Este voto moverá la aguja electoral y tendrá que ser monitoreado vía encuestas para observar hacia dónde se decantan.

La tendencia para las próximas elecciones presidenciales se ve compleja. Por un lado están los del voto duro, que acompañan a su candidato independientemente de sus posibilidades de triunfo, de lo que ofrezca en su plan de gobierno o de quién sea el que representa a esa tendencia. Este elector tiene una votación significativa en nuestro país. En otra línea está el voto de rechazo, que lo hace en protesta hacia la opción que no lo convence; este tipo de comportamiento se acentúa en la segunda vuelta electoral. Este grupo ocupa un segmento importante que en la primera vuelta genera una suerte de grupo gitano, que va dejando su voto entre varios candidatos, siempre y cuando no comulguen con la línea a la que ellos se oponen. Luego vemos el voto peligroso, representado por la juventud sin experiencia, ni memoria histórica, que puede votar por novelería, influenciada por mensajes fatuos de candidatos que les proponen lo que quieren escuchar. En democracia, lo ideal sería que todos tengan un voto analítico, para escoger al candidato con base en su capacidad, honestidad, hoja de vida y propuestas realizables; donde, como en los viejos tiempos, escuchemos debates de altura entre los distintos candidatos.

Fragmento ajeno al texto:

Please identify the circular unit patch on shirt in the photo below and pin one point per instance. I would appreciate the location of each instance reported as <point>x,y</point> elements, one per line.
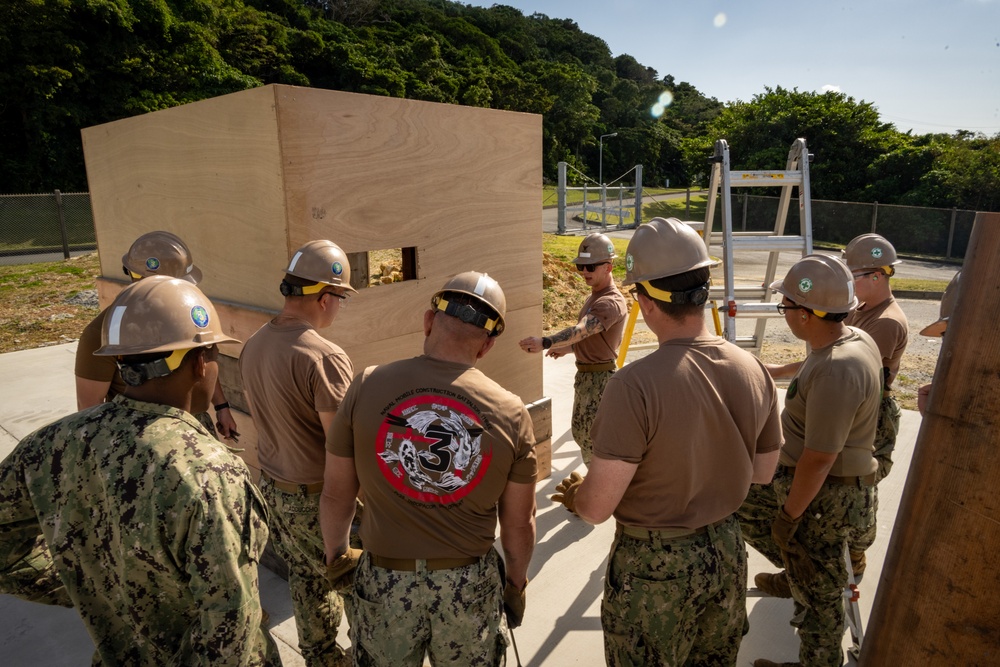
<point>429,449</point>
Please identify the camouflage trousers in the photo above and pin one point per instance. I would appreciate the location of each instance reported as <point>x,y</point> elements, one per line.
<point>588,388</point>
<point>885,443</point>
<point>679,601</point>
<point>453,616</point>
<point>35,577</point>
<point>298,539</point>
<point>833,514</point>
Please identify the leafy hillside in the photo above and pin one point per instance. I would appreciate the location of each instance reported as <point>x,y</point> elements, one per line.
<point>70,64</point>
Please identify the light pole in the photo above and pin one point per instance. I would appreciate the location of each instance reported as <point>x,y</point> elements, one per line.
<point>600,159</point>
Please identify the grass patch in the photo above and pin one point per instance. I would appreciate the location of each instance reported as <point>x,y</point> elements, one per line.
<point>36,311</point>
<point>676,208</point>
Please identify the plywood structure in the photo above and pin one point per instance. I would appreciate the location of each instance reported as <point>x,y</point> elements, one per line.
<point>938,599</point>
<point>246,179</point>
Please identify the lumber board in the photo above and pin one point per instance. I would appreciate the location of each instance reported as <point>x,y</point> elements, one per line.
<point>938,599</point>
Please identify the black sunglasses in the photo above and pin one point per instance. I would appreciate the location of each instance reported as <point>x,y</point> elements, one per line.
<point>590,267</point>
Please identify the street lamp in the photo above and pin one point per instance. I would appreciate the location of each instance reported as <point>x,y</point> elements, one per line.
<point>600,159</point>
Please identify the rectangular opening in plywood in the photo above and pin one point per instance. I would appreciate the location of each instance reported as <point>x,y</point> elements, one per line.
<point>382,267</point>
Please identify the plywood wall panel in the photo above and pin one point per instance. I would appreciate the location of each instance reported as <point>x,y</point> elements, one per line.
<point>209,172</point>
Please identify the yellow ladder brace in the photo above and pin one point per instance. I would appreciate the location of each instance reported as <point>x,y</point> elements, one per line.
<point>633,316</point>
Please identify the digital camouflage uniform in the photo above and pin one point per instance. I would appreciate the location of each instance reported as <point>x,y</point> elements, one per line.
<point>587,391</point>
<point>154,527</point>
<point>834,513</point>
<point>397,611</point>
<point>885,443</point>
<point>298,539</point>
<point>686,591</point>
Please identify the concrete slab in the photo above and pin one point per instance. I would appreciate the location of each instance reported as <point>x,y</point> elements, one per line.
<point>562,622</point>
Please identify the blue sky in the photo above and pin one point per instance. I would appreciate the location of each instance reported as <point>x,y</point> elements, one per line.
<point>927,65</point>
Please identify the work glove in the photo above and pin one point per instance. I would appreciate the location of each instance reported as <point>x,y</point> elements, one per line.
<point>566,491</point>
<point>797,561</point>
<point>513,603</point>
<point>340,572</point>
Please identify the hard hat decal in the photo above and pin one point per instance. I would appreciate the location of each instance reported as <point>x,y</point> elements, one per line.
<point>115,326</point>
<point>482,284</point>
<point>199,316</point>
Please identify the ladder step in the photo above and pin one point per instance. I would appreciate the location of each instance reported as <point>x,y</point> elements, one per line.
<point>741,292</point>
<point>766,178</point>
<point>768,310</point>
<point>770,243</point>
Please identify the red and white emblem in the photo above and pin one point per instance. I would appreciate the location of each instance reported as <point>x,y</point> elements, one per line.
<point>429,449</point>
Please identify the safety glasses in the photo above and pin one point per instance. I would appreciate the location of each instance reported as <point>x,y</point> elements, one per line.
<point>589,268</point>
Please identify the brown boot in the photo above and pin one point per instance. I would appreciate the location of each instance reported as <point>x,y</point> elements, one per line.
<point>775,585</point>
<point>858,563</point>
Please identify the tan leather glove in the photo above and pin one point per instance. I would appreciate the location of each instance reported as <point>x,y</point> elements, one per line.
<point>566,491</point>
<point>513,603</point>
<point>797,560</point>
<point>340,571</point>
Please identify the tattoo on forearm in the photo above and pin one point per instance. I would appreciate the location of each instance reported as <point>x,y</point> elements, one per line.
<point>562,336</point>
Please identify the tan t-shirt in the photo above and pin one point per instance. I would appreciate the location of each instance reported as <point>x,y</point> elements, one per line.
<point>832,403</point>
<point>290,374</point>
<point>434,444</point>
<point>887,325</point>
<point>693,415</point>
<point>99,369</point>
<point>608,306</point>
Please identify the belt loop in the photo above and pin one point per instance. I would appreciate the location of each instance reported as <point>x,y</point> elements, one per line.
<point>711,531</point>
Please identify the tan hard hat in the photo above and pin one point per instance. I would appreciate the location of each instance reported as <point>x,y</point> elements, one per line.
<point>483,288</point>
<point>663,248</point>
<point>161,254</point>
<point>870,251</point>
<point>948,301</point>
<point>821,283</point>
<point>160,314</point>
<point>595,249</point>
<point>322,262</point>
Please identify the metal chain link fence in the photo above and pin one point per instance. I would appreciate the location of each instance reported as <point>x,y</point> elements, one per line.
<point>44,224</point>
<point>63,223</point>
<point>912,230</point>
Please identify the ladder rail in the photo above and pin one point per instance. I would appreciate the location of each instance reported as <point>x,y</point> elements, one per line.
<point>723,179</point>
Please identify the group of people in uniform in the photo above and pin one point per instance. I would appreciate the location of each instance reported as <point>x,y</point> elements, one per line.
<point>383,490</point>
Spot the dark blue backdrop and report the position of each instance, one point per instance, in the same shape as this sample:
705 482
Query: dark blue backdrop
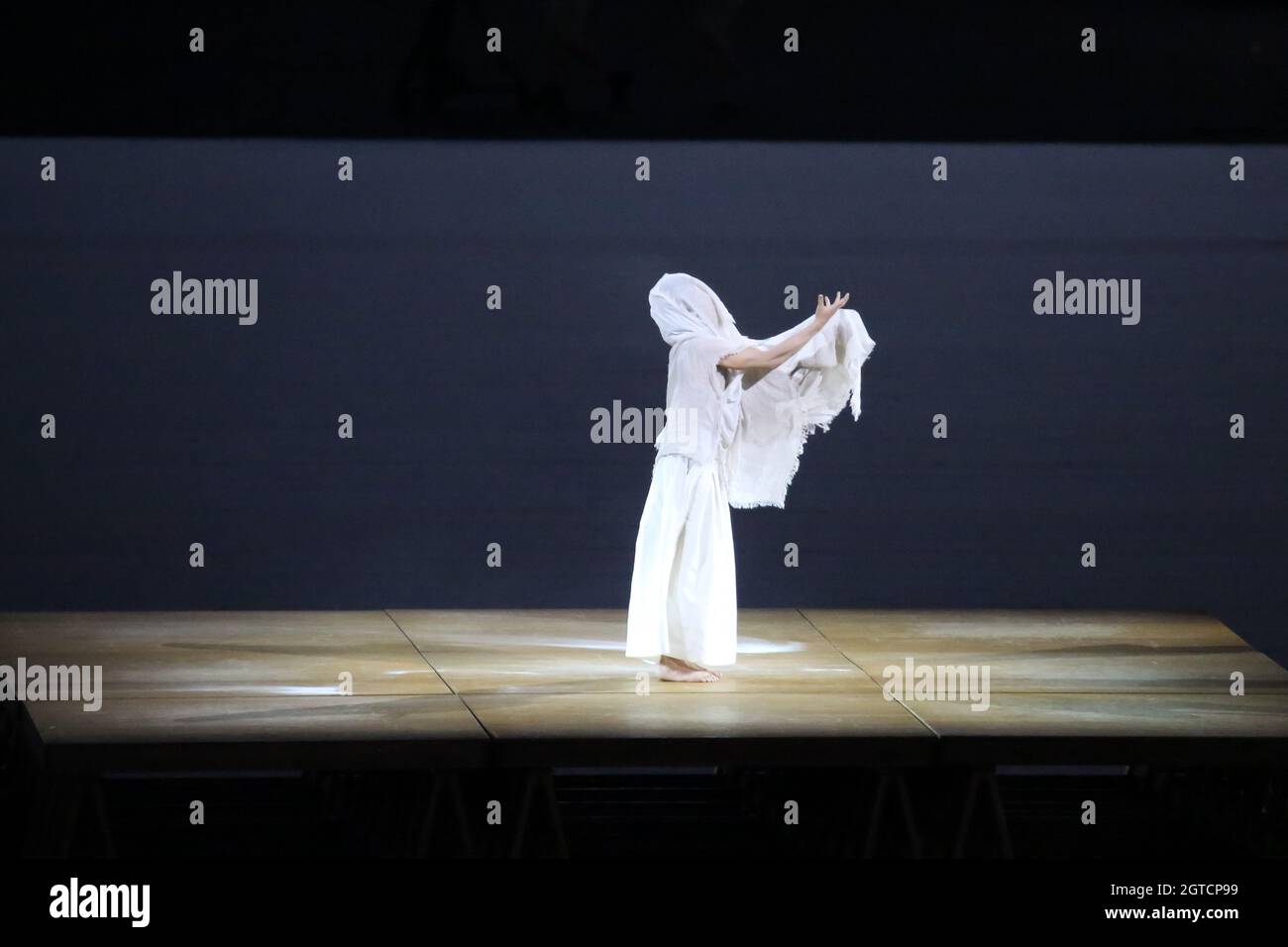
473 427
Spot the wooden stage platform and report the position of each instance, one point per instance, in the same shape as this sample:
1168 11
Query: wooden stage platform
501 685
451 690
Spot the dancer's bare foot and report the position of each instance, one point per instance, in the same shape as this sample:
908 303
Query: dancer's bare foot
687 672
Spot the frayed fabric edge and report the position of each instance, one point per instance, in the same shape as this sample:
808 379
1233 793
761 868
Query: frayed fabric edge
810 427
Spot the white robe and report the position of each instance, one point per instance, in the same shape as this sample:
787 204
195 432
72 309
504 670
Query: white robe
732 438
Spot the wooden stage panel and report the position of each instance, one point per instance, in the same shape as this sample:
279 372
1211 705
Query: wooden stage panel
160 732
1111 715
224 654
558 651
1057 652
707 715
1112 728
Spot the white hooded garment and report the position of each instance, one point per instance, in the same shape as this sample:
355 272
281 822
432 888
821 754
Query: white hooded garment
777 410
730 440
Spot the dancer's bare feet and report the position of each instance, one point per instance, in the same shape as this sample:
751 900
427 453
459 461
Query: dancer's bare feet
687 672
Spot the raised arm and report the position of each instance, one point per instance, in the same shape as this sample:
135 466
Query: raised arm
755 357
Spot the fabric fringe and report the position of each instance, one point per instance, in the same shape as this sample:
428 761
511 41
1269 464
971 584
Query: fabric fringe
814 415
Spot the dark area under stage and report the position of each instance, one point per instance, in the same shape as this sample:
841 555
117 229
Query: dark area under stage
537 715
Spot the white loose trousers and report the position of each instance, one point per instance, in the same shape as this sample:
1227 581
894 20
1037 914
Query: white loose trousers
684 598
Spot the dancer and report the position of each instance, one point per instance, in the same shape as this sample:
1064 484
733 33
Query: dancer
737 415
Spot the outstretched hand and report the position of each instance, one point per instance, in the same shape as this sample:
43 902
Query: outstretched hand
828 307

Al final, el voto indeciso, que al momento es la mayoría. Estos verán cómo avanza el proceso electoral para tomar su decisión. Este voto moverá la aguja electoral y tendrá que ser monitoreado vía encuestas para observar hacia dónde se decantan.

Penosamente, todo se complica cuando el consenso y la unidad para tener un solo candidato que represente la lucha contra la corrupción, estatismo, abuso de poder y destrucción económica de la nación no fue ron posibles por las vanidades personales de muchos. Tenemos una dispersión electoral importante, que esperamos no favorezca a las tendencias radicales disfrazadas como bonachones de intenciones altruistas. Es temprano para predecir cualquier resultado electoral, pero sí podemos anticipar que habrá segunda vuelta, donde me temo que enfrentaremos la difícil decisión de escoger por el mal menor para el Ecuador. ¡Qué lástima!